Tier 2 — Clear majority with cross-validation: Human majority (2/3) matches GenAI consensus (majority of 10 GenAI labels). Take the consensus.
Tier 3 — Human split, GenAI consensus: Humans disagree but GenAI labels converge. Expert adjudication informed by Opus reasoning traces. Human makes the final call.
Tier 4 — Universal disagreement: Everyone splits. Expert adjudication with documented reasoning, or flagged as inherently ambiguous for error analysis.
GenAI labels are evidence for adjudication, not the gold label itself. The final label is always a human decision — this avoids circularity.
Task Sequence
In progress
- Human labeling — complete
- Data export and IRR analysis — complete
- Prompt v3.0 update with codebook rulings — complete
- GenAI benchmark infrastructure — complete
- Opus golden re-run on correct holdout (running, ~1h with 20 workers)

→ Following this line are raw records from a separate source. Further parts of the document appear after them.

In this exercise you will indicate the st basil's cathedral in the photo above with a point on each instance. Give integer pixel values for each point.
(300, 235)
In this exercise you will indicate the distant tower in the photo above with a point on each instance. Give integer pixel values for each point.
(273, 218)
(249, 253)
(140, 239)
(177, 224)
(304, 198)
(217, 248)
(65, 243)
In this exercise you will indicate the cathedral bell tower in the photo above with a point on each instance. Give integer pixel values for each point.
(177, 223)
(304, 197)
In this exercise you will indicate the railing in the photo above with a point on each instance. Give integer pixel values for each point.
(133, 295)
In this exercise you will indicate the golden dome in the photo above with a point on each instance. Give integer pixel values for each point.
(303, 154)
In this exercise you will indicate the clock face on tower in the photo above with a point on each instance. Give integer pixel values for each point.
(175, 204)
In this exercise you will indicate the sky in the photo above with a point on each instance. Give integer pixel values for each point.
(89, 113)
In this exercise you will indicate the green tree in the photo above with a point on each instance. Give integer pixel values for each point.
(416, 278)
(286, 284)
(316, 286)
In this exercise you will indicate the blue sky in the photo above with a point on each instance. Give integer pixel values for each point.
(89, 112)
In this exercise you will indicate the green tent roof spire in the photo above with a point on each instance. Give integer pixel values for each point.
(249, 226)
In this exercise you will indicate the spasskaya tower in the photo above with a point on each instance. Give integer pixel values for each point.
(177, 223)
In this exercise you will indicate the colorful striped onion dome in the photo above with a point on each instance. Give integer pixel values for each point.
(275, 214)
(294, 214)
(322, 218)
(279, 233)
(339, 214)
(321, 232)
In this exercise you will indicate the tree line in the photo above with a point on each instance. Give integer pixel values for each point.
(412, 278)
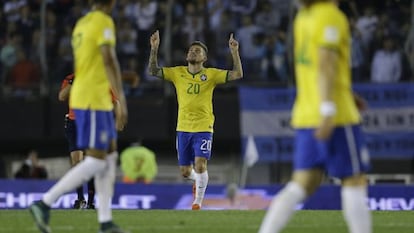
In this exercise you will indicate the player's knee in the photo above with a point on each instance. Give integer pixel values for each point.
(200, 168)
(355, 180)
(185, 171)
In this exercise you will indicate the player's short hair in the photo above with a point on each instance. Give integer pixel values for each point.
(201, 44)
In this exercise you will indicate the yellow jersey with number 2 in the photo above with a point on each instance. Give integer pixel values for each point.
(322, 25)
(195, 96)
(90, 90)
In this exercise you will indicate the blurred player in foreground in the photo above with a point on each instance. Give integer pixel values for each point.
(138, 164)
(76, 154)
(96, 70)
(194, 86)
(326, 119)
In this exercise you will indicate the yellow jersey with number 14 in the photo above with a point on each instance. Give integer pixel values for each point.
(322, 25)
(195, 96)
(90, 90)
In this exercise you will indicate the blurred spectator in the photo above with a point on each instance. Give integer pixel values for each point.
(31, 169)
(274, 63)
(357, 54)
(127, 40)
(267, 17)
(64, 64)
(138, 164)
(386, 65)
(26, 25)
(367, 24)
(8, 54)
(193, 28)
(12, 9)
(24, 77)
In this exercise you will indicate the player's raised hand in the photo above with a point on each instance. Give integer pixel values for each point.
(155, 40)
(233, 43)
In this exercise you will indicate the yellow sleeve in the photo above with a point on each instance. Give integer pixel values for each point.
(106, 32)
(168, 73)
(220, 75)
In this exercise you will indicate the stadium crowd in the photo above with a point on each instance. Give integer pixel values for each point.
(381, 44)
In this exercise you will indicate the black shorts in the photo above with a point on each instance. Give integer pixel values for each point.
(70, 133)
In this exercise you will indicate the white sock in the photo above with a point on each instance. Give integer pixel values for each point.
(355, 209)
(192, 175)
(76, 176)
(104, 187)
(201, 181)
(282, 207)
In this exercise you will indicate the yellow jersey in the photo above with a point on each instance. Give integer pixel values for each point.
(321, 25)
(195, 96)
(90, 89)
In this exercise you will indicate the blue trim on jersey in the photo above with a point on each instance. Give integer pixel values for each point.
(343, 155)
(96, 129)
(191, 145)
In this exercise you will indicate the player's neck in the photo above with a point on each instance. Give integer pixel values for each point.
(103, 8)
(195, 68)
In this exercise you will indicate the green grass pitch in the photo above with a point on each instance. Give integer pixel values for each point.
(205, 221)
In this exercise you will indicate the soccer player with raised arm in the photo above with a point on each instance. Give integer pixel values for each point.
(326, 120)
(194, 86)
(96, 70)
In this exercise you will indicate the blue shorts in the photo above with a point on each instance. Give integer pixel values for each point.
(95, 129)
(343, 155)
(191, 145)
(70, 133)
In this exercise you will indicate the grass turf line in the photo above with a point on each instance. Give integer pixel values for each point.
(185, 221)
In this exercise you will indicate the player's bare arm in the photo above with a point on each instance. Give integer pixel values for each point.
(114, 76)
(237, 71)
(153, 67)
(64, 93)
(328, 59)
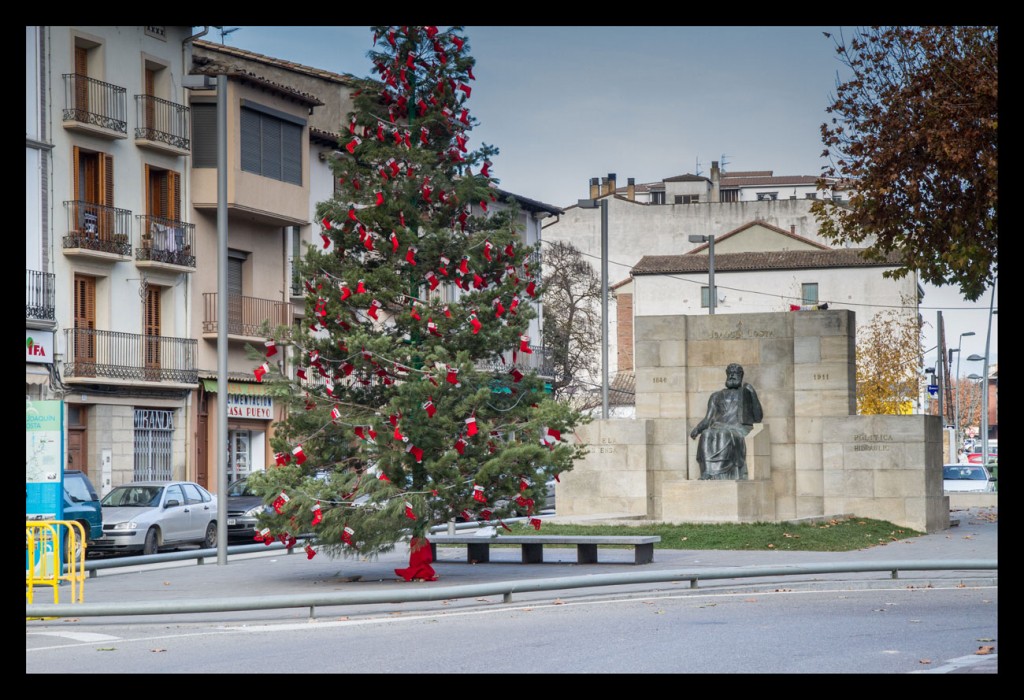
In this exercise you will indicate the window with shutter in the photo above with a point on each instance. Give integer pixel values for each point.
(271, 146)
(236, 260)
(150, 111)
(81, 83)
(204, 135)
(152, 324)
(84, 349)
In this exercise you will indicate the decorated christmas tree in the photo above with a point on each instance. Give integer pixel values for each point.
(409, 401)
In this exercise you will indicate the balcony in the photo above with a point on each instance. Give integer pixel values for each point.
(163, 125)
(166, 244)
(39, 304)
(97, 231)
(129, 358)
(95, 107)
(246, 316)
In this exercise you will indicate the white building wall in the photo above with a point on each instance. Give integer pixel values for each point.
(636, 229)
(861, 290)
(120, 61)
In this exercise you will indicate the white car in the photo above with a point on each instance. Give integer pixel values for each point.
(967, 478)
(145, 516)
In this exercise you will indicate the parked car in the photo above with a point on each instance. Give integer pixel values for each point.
(146, 516)
(975, 455)
(244, 508)
(81, 506)
(962, 478)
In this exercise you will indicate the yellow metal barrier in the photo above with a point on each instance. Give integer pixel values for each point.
(43, 557)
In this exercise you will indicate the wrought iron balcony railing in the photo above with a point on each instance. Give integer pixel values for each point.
(245, 314)
(162, 121)
(39, 299)
(166, 241)
(524, 361)
(92, 101)
(98, 227)
(110, 354)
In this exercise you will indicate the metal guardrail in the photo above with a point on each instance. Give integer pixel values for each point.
(506, 588)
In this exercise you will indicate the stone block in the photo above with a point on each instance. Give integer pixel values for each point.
(838, 349)
(660, 380)
(646, 354)
(823, 323)
(673, 353)
(806, 350)
(648, 405)
(704, 501)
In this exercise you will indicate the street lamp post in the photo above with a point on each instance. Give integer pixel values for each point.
(956, 388)
(712, 294)
(603, 205)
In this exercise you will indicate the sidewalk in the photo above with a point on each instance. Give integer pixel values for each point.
(974, 535)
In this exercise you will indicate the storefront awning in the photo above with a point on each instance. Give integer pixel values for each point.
(238, 388)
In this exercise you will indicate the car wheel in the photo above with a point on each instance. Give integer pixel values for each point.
(210, 540)
(152, 541)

- 6-model benchmark on holdout (running, high concurrency)
After benchmark completes
- Cross-source analysis with all 13 signals (update
analyze-gold.py) - Gold set adjudication using tiered strategy
- Training data assembly (unanimous + calibrated majority + judge)
After gold set is finalized
- Fine-tuning + ablations (7 experiments: {base, +DAPT, +DAPT+TAPT} × {±SCL} + best)
- Final evaluation on holdout
- Writeup + IGNITE slides
The Meta-Narrative
The finding that trained student annotators achieve α = 0.801 on category but only α = 0.546 on specificity, while calibrated LLM panels achieve 70.8%+ both-unanimous on an easier sample, validates the synthetic experts hypothesis for rule-heavy classification tasks. The human labels are essential as a calibration anchor, but GenAI's advantage on multi-step reasoning tasks (like QV fact counting) is itself a key finding.
The low specificity agreement is not annotator incompetence — it's evidence that the specificity construct requires cognitive effort that humans don't consistently invest at the 15-second-per-paragraph pace the task demands. The GenAI panel, which processes every paragraph with the same systematic attention to the IS/NOT lists and counting rules, achieves more consistent results on this specific dimension.